せっかく素晴らしい詞章(謡曲の文章。能のおける脚本のようなもの)であるのに、間延びした感じで表現されてしまうと、ほとんど言葉として把握することができませんし、詞章の持っている美しさも引き立ちません。
なぜ、ゆっくりしすぎる謡い方、演じ方をするのかと不思議に思っていたところ、以下の文章を読み、疑問が解けました。
「能は信光の出た十六世紀前半を過ぎると、ほとんど新作は生まれなくなり、もっぱら芸の練磨伝承、芸統の保存という面に傾くようになった。江戸時代に入るとこの傾向は一層強く、式楽化されて荘重を旨とするようになったため、上演時間も当初の倍ぐらいに延びた。

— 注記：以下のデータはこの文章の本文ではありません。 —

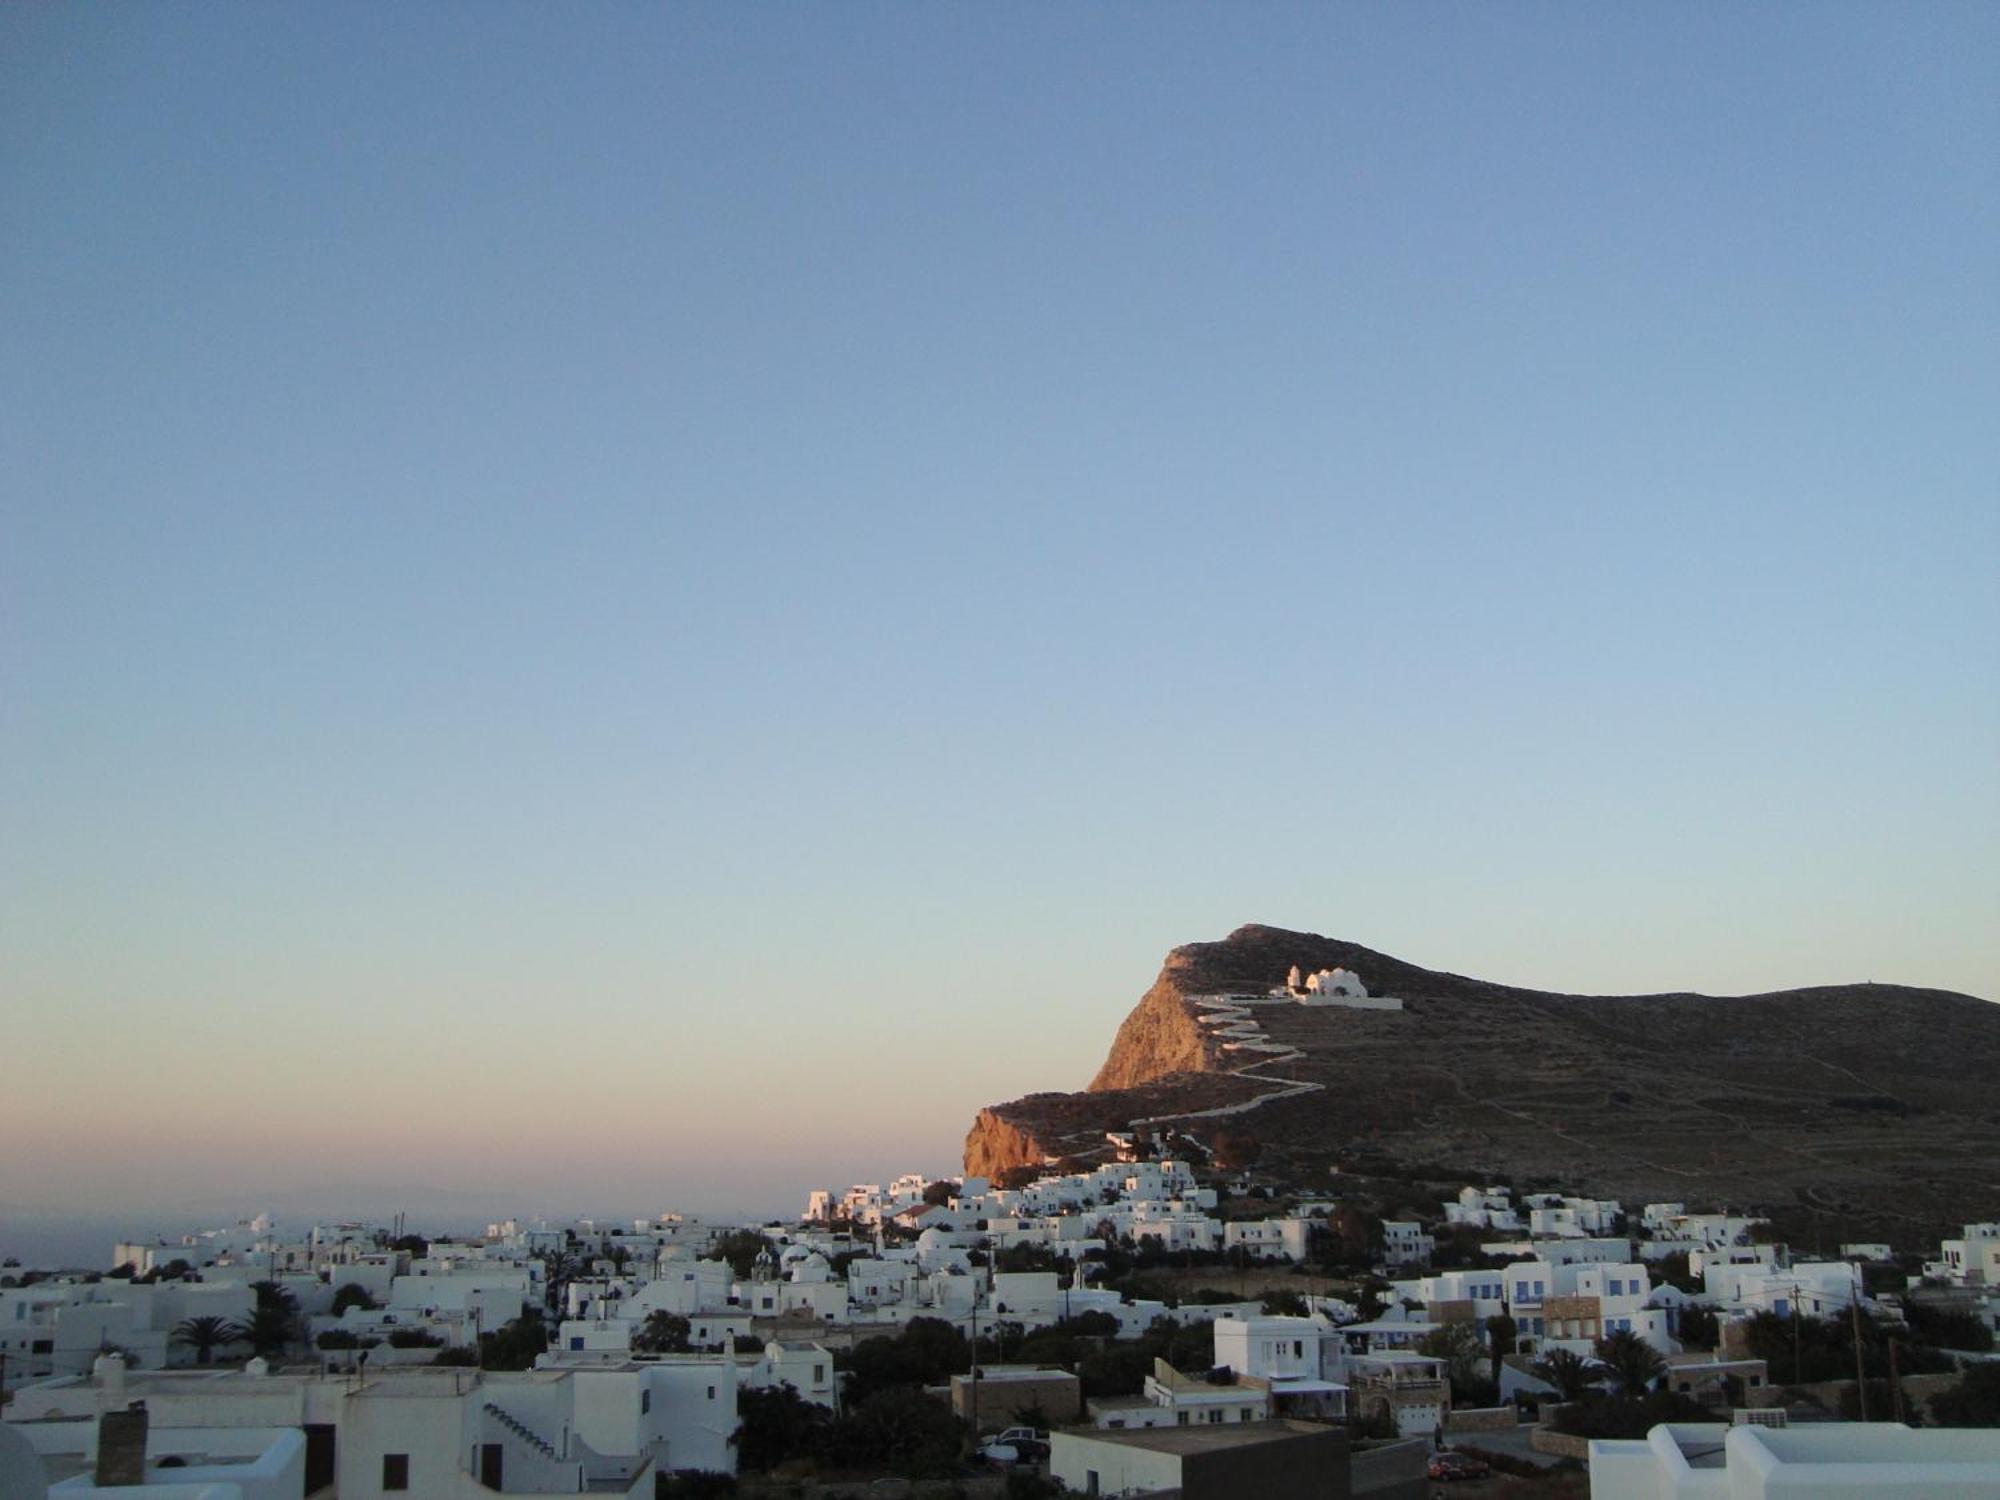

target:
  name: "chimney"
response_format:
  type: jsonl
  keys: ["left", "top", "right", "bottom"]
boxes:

現在の能もその延長上にある」(河竹登志夫『演劇概論』東京大学出版会 203頁)
現在のようにゆっくりした謡い方、演じ方をするようになったのは、江戸時代からのようです。
倍近くも延びたとは延びすぎですね。
正直なところ、演劇としての面白さが消えてしまっています。
豊臣秀吉も能を舞ったということですが、秀吉の時代では、まだ、本来の上演時間であったのでしょう。
まさか、秀吉が現在の能のようにあまりにもゆっくり舞っていたとは考えられません。
現在の能の上演時間の半分ぐらいであれば、詞章を言葉として把握することもできますし、詞章の美しさを感じることができます。
能の舞台にもいい緊張感が出てくるでしょうし、演劇としての面白さも出てくるでしょう。
そうはいっても、現在の能が当初の能のように上演時間を半分ぐらいにするとも思えず、これからも現在の能の形式で拝見することになりますが、能が成立した当時の上演時間で謡い演じていただければと期待しています。
江戸時代からの伝統ではなく、室町時代からの伝統を大切にした方が、能にとってはよいのではと思われます。
もちろん観客にとってもよいと思われます。
その点、歌舞伎は、観客の要望を感じ取っているのか、能の演目を歌舞伎化して上演する際、台詞の言い回しの速度、演じ方の速度がちょうど良い速度になっています。
ここが歌舞伎の柔軟性のあるところであり、観客からの支持を得ている秘訣でしょう。